Antonia Walford and I have a panel at this year’s Association of Social Anthropologists conference in Durham exploring the idea of Digital Enviromentalisms. Deadline for paper proposals is the 15th February and proposals should be submitted here:
P18 Digital Environmentalisms
Environment and energy crises have brought anthropological questions about how humans relate to nature into conversation with concerns to explore the material bases of contemporary political and economic life. Anthropologists working on this interface have shown that such global processes are the outcome of multi-scalar interactions between dynamic material arrangements, human and non-human relationalities, and industries, societies and economies. However, importantly, these global environmental processes are increasingly materialised, manipulated, and mediated by complex informational infrastructures. Digital sensors and databases measure, order and evidence environments in complex and unstable ways; models shape environmental presents, futures and pasts; and environmental data visualisations and products are called upon by diverse stakeholders, from climate sceptics to indigenous activists to anthropologists themselves. This panel will explore what happens to anthropological approaches to energy and the environment when we pay attention to the role of digital technologies in the process of human-environmental becoming.

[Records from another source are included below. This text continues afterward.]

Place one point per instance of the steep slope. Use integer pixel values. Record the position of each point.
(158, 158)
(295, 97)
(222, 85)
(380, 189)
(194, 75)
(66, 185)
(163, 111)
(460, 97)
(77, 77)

What part do digital techniques play in the way in which people imagine and engage environmental processes?
How does an attention to digital environmentalism provide a way into a more nuanced description of the interplay between ontology and epistemology, materials and symbols, or humans and natures?
Can the study of digital technologies and practices in other social settings help us understand the processes we confront in digital environmentalism?
And finally, how does an attention to digital technologies disrupt and re-situate claims as to the role that anthropology should play in the study of environmental and energetic crises?